Reflecting on his time as the ambassador, he said that the lowest point throughout his time there was Security Council resolution 2334, made during the final days of the Obama administration.
“I spent a week in discussions with the Russian ambassador and other ambassadors to try to block the resolution,” he recalls. “I knew that the US is not with us on this, because they wouldn’t take my calls. Ambassador Samantha Power told me shortly before the vote that President Obama decided to abstain. I said to her that it’s a shameful resolution and that it is very unfortunate they won’t veto it. I added that this is what people will remember for Obama and his team from his years at the White House.”
He told the Post that he had to prepare two different speeches. One, to be used if the US were to use its veto power, and the other, in case they didn't. “I was there alone,” he continued. “Usually, the US and Israel are together in these kinds of discussions. One ambassador told me that he is very sorry and that he wanted to abstain, but the US pressured him to vote in favor of this resolution. I told him that it is going to change soon because there is a new president with a new approach.”
Nevertheless, he says that he doesn’t feel like Israel is isolated in the UN. “I reject the arguments about international isolation. We have relationships with over 160 countries all over the world.
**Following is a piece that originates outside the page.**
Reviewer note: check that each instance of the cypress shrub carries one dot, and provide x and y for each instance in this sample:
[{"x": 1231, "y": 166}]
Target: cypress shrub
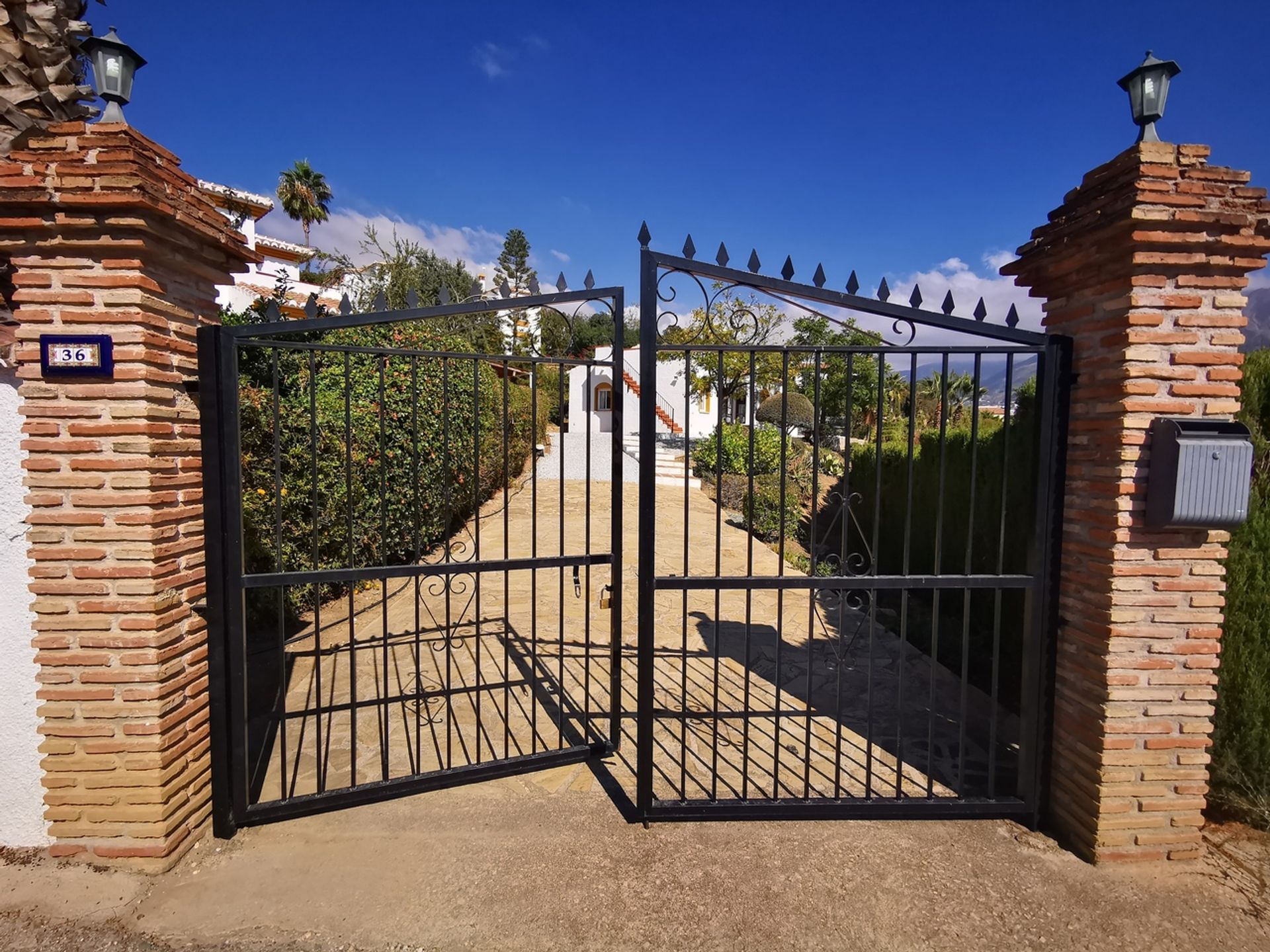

We are working with many countries without publicizing it. During my tenure, we brought over 100 ambassadors to Israel.”
Danon elaborated that he believes that the height of his time there was when he was elected as head of the UN's Legal Committee, a decision supported by 109 other countries.
“It was a historic moment because it was the first time that an Israeli is elected to chair a committee at the UN,” he added.
Danon did not give an answer in regards to his future plans but he did say that he will “definitely be involved in public life.”